A Heredoc is a lexical processing function that processes out of band text appearing on the lines (or if multiple heredocs are present on the same line, on the lines after the preceding heredoc), until an end marker specified by the heredoc.

$a = [@(END1), @(END2)]
This is the text in the first heredoc, until the end marker is seen
END1
This is the text in the second heredoc, until the end marker is seen
END2

The heredoc consists of an heredoc expression enclosed in @( ). The heredoc expression consists of a specification of the endtag, an optional syntax specification, and an optional specification of escape sequence processing.

From a lexical perspective, the HEREDOC lexical function is recognized by:

HEREDOC
  : /@\(([^:\/\r\n\)]+)(?::[:blank:]*([a-z][a-zA-Z0-9_+]+)[:blank:]*)?(?:\/((?:\w|[$])*)[:blank:]*)?\)/
  ;

Which is then processed by a separate heredoc processor for internal syntax:

HeredocExpression
  : '@' '(' EndTag (':' Syntax)? ('/' Escapes* )? ')'
  ;

EndTag
  : DoubleQuotedEndTag | TextEndTag
  ;

DoubleQuotedEndTag
  : /^"(.*)"$/
  ;

TextEndTag
  : /[^:\/\r\n\)]+/
  ;

Syntax
  : /[a-z][a-zA-Z_+]+/
  ;

Escapes
  : 't' | 'r' | 'n' | 's' | 'u' | 'L' | '$'
  ;

A recognized heredoc lexical function that does not comply with the heredoc processing rules raises an error.

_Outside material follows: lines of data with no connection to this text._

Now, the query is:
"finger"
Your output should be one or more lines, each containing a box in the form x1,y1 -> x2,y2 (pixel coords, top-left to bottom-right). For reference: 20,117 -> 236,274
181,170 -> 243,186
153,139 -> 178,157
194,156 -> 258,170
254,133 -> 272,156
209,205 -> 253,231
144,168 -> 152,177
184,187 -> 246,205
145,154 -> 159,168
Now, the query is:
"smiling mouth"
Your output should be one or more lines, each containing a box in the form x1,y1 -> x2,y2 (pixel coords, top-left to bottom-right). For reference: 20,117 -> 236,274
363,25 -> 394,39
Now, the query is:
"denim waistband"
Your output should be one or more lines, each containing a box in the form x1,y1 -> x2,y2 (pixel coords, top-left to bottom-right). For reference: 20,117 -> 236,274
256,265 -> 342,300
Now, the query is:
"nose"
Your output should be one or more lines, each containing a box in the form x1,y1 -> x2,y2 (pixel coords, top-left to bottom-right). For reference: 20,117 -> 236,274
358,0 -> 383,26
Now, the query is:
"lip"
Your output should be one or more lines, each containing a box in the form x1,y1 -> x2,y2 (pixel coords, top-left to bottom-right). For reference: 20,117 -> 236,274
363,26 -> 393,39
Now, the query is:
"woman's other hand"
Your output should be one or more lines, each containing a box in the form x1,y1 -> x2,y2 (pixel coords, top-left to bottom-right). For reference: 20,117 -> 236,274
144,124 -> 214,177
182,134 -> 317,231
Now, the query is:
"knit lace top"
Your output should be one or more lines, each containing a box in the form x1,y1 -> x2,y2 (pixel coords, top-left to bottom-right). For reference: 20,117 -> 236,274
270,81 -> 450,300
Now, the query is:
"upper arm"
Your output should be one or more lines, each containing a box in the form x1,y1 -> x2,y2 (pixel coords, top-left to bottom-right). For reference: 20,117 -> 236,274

The text that belongs to the heredoc expression ends when a line begins with:

WHITESPACE? ('|' WHITESPACE?)? ('-' WHITESPACE?)?  <<EndTag>>

Where <<EndTag>> denotes the EndTag text as given in the heredoc expression. The | is an optional marker that indicates where the left margin is, and the - denotes if right trimming should be performed on the last line of text.

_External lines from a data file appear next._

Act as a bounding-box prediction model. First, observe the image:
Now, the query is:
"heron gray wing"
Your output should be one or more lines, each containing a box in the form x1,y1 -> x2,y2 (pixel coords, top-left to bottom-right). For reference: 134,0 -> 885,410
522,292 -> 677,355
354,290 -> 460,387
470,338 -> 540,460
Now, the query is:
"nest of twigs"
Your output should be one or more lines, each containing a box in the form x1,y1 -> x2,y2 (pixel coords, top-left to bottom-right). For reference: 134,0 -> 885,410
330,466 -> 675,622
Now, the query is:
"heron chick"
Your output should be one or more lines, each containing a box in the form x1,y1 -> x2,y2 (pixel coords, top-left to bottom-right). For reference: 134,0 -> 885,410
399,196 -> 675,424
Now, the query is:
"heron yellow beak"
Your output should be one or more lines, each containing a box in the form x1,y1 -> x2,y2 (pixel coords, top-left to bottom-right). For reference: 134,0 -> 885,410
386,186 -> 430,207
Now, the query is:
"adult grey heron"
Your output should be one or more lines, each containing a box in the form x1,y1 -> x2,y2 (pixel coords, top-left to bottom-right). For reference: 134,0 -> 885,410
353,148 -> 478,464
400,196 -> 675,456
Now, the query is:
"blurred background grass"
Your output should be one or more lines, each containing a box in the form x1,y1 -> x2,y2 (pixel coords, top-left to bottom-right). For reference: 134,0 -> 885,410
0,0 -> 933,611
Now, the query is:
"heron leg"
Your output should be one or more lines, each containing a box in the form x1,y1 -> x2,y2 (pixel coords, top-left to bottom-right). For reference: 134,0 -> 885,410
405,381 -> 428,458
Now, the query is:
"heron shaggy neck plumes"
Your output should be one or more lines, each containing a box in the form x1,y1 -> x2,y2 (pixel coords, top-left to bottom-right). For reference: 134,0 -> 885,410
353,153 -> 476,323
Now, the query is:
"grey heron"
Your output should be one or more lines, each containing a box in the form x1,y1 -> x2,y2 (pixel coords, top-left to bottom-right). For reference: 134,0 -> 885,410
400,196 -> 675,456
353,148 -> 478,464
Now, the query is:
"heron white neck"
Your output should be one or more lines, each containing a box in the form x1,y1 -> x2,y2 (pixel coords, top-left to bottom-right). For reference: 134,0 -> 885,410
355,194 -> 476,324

The lexical processing produces at least three tokens for a heredoc; a HEREDOC with a value corresponding to the Syntax expression part, followed by a token containing text positioning information, followed by a STRING, or DQPRE, DQMID*, DQPOST sequence.

See Heredoc for details about the semantics.

Template Mode

The lexing process may be initialized in Template Mode. In this mode, the stream of source text starts in text/Unquoted String mode and allows for the source to weave logic into the text in various ways.

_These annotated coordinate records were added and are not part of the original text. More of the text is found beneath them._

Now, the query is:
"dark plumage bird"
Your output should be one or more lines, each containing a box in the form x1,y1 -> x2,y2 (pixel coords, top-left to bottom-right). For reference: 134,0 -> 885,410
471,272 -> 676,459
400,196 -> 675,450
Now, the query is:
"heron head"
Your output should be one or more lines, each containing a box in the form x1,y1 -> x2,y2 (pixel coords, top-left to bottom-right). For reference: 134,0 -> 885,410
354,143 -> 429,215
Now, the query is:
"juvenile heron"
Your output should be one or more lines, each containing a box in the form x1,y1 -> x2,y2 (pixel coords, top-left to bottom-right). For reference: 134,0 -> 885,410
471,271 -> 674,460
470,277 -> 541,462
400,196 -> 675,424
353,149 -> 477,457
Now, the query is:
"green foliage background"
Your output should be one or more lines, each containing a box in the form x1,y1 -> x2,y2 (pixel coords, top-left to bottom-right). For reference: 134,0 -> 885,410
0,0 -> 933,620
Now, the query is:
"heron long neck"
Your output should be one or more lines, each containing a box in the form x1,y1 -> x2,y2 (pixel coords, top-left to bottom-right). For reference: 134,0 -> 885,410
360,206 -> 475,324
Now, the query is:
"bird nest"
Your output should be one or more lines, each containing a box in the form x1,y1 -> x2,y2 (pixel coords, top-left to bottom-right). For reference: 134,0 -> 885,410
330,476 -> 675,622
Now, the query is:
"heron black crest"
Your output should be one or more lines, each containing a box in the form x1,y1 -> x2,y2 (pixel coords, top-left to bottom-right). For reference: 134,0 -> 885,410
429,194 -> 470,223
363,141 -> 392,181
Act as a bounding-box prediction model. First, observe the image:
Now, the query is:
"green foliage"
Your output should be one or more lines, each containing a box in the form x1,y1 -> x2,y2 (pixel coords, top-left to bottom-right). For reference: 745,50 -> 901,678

The EPP lexical tokens are only recognized in templates. In general, the opening type tokens escape from text mode to expression mode (in various ways), and the closing type tokens returns from expression mode to text mode.

<% <%- <%= <%% <%#
%> -%> 

Template processing is detailed in TBD. REF TO EPP

The lexical processing of EPP produces an EPPSTART token at the beginning of the text sequence. This token may be followed by tokens that constitute a parameter list. The lexical processing of the rest of the template is broken up into RENDER_STRING and RENDER_EXPRESSION tokens intermixed with regular tokens.

Other

All other tokens are delivered as an OTHER token, and will cause the grammar to issue a syntax error.